To repeat: more than half those with a mortgage are getting (mostly) government help!
Only 8 per cent were using the banks’ repayment holiday, while 22 per cent were on JobKeeper, 15 per cent on JobSeeker, 24 per cent had received one or more of the $750 one-off payments and 11 per cent had taken early super.
The real shocker in my view is that 15 per cent of those surveyed with a mortgage are on the dole, now $557.85 per week, so presumably they can afford repayments. It will soon come down to $407.85, until December 31, and then return to the old rate of $282.85 a week in January, or $40.41 per day. Call it what you like — dole, Newstart, JobSeeker — no one getting it services a mortgage.
Meanwhile JobKeeper gets reduced to zero in March, there are no more one-off $750 payments planned, mortgage repayment holidays are due to end in January and two super withdrawals of $10,000 each are it.
To sum up: the survey suggests that 3.3 million people (55 per cent of Australia’s 6 million mortgages) need to find decent jobs within six months or they’ll default.
There’s no doubt that a perfect storm is brewing for Australia’s mortgage slaves as:
- JobKeeper is reduced from $1500 to $1200 ($750 part-time) from October;
- JobSeeker is reduced from $1100 to $815 in October, and then back to $282.85 from January;
- Early access to superannuation is ended from January; and
- Mortgage repayment holidays taken up by nearly 500,000 borrowers (comprising 11% of total mortgage) are tapered in October and fully unwound in January.

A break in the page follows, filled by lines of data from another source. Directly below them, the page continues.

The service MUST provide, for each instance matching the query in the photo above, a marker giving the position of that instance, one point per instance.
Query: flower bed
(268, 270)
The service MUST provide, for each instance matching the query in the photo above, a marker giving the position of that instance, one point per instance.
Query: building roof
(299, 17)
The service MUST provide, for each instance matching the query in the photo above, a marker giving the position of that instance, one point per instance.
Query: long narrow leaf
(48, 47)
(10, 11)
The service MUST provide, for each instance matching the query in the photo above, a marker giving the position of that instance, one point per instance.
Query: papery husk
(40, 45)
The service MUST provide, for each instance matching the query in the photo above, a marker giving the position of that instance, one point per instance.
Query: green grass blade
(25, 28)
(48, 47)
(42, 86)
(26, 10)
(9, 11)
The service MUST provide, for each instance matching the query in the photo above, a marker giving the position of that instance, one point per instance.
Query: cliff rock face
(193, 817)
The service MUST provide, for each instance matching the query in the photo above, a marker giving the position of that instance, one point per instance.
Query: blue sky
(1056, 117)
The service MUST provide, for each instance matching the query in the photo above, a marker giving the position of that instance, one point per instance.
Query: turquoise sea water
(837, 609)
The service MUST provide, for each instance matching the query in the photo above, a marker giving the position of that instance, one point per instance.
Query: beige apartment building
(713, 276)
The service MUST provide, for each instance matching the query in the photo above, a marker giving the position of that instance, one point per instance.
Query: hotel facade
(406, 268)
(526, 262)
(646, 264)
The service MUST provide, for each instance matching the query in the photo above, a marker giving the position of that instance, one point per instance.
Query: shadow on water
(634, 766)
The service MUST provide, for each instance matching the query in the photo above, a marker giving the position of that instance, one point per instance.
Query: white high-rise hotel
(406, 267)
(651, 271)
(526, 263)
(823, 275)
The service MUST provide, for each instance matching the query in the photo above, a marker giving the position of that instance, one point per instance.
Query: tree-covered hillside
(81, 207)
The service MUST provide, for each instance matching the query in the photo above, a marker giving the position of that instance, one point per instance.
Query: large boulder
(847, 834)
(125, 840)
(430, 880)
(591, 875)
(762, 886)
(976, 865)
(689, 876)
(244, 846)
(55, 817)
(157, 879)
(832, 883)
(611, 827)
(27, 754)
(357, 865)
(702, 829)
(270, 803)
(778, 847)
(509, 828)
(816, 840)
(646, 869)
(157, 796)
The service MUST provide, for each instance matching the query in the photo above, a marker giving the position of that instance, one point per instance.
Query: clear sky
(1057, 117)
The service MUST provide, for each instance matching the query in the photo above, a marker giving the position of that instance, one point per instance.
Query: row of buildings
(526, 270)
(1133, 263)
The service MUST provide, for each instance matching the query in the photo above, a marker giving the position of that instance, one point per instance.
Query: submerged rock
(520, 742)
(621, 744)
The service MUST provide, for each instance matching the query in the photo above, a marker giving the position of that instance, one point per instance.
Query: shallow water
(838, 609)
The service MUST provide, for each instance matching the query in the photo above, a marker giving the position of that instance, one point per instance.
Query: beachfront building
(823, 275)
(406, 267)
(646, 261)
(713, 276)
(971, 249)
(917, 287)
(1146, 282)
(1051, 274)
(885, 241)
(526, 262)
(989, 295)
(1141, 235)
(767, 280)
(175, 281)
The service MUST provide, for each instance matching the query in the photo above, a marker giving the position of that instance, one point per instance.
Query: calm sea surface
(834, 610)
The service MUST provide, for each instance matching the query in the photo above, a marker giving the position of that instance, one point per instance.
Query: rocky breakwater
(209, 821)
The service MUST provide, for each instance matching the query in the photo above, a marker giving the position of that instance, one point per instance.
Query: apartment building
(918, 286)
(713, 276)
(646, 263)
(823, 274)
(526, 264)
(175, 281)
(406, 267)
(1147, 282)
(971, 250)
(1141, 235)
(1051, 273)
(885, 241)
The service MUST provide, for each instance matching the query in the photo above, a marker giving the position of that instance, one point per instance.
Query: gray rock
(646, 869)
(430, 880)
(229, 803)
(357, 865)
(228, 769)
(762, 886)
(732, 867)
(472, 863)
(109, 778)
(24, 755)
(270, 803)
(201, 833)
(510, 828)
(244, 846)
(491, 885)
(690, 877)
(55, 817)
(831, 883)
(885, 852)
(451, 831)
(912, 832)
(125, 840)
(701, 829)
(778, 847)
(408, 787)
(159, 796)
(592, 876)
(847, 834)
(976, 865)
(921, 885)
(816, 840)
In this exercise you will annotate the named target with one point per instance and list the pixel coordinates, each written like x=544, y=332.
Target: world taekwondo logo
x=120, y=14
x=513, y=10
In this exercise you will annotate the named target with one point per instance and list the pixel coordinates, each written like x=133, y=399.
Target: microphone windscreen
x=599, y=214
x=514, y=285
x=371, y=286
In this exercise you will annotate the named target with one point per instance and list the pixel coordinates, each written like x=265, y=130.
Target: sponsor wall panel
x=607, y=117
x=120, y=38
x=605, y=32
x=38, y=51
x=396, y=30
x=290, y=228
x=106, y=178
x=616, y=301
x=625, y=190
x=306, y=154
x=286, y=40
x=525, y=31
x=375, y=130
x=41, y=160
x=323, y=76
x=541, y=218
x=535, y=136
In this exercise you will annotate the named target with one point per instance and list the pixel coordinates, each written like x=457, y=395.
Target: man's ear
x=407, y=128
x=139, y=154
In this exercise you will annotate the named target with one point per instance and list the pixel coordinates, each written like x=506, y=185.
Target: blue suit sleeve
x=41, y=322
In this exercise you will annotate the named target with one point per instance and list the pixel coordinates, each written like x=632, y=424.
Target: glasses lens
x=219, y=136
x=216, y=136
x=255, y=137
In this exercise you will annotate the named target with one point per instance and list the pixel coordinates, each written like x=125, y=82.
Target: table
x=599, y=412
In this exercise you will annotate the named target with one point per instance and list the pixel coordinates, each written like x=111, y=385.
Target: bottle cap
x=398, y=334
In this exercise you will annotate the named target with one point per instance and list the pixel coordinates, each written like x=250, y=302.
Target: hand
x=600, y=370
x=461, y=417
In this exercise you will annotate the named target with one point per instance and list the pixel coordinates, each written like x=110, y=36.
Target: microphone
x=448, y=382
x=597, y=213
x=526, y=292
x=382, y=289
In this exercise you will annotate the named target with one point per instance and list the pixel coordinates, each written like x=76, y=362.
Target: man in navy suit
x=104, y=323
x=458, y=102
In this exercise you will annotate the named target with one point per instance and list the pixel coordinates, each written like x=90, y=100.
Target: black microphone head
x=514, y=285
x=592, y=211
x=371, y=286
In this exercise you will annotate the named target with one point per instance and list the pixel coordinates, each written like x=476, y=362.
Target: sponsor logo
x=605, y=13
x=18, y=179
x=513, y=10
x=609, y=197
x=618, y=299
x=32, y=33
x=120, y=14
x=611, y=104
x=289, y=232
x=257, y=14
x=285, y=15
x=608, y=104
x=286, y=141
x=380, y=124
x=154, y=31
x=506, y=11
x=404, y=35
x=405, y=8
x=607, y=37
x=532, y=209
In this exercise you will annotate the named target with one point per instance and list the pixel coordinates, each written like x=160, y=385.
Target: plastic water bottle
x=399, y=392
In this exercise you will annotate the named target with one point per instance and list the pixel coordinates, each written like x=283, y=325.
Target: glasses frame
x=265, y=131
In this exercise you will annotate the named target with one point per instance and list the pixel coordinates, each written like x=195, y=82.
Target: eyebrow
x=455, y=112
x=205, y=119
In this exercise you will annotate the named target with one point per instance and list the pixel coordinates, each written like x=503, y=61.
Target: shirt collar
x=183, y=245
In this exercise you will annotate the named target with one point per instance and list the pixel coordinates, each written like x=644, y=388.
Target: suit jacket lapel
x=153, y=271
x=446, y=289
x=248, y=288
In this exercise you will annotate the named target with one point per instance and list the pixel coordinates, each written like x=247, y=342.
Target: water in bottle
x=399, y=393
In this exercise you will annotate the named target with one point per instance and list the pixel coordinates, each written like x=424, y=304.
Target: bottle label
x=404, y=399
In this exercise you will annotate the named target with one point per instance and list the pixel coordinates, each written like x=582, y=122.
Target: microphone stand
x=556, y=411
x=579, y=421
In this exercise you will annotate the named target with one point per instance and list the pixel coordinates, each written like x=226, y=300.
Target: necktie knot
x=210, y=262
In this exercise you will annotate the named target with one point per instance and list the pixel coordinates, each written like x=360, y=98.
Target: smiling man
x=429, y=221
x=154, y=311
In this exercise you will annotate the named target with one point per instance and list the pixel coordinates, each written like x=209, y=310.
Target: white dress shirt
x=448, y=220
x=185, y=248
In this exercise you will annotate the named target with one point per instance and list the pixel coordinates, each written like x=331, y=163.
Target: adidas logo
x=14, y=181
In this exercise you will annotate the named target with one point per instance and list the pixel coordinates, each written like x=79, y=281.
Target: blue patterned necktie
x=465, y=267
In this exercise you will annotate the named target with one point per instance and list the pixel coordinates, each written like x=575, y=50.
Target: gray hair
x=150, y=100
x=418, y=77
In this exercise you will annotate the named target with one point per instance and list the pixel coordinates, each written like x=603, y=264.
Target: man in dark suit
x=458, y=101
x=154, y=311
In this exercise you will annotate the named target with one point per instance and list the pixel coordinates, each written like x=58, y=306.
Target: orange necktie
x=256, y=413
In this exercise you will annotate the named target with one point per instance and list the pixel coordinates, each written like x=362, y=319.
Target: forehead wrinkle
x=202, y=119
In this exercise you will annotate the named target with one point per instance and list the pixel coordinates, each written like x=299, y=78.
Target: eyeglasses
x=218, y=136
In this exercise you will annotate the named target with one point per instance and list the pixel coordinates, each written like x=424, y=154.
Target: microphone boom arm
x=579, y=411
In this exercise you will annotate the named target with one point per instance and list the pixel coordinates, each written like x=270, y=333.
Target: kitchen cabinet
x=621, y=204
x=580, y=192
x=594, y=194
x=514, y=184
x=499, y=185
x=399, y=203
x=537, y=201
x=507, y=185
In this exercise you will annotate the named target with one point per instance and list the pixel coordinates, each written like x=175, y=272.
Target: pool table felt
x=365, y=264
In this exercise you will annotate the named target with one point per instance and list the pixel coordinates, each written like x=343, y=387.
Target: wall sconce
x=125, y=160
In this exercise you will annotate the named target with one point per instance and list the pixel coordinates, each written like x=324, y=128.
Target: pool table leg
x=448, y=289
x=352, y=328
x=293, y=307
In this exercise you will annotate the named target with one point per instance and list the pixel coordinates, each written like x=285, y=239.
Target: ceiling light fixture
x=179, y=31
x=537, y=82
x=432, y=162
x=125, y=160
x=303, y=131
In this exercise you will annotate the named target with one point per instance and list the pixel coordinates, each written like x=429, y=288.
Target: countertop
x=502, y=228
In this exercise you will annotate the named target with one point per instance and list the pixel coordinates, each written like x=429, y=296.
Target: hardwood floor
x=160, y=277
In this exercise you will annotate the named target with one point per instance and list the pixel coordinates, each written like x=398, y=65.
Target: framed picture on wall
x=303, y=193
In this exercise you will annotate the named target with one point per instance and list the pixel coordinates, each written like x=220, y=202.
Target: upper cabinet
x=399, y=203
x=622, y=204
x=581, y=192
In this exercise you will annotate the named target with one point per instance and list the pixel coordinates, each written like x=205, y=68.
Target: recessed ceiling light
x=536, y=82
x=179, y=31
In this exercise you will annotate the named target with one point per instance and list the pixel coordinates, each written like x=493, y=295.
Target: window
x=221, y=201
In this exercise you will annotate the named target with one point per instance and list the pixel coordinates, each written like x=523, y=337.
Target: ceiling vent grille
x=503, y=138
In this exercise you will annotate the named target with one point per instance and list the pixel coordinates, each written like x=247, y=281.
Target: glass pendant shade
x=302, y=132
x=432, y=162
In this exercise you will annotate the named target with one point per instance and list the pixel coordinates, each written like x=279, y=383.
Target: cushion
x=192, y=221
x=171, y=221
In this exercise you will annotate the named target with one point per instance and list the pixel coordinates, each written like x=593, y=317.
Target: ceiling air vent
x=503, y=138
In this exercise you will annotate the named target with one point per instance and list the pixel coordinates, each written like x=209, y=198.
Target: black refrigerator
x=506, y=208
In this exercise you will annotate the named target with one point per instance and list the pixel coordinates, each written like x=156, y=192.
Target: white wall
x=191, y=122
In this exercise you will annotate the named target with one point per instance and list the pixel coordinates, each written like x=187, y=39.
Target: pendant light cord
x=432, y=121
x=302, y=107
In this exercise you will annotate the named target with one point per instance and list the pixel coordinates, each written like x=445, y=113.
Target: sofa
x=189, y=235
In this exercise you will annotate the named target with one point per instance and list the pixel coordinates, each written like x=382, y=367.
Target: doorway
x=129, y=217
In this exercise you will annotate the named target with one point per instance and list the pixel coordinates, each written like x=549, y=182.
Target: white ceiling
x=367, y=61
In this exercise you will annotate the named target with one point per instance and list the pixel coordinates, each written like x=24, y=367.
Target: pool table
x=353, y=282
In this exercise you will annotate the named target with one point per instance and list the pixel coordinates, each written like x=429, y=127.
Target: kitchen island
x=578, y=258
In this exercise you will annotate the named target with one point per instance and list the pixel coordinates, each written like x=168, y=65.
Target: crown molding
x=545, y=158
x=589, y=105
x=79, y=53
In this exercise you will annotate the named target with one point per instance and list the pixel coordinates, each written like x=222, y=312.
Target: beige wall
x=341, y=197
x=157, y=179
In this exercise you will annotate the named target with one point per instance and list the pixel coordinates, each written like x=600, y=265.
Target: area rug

The big risk is that literally hundreds of thousands of mortgage holders are forced to sell, causing property prices to collapse.
The risk is obviously highest for Australia’s 1.3 million negatively geared investors caught in a pincer between falling property prices and rents.
Losing money on one’s investment is difficult at the best of times. It’s even harder in the face of mass unemployment and falling disposable incomes.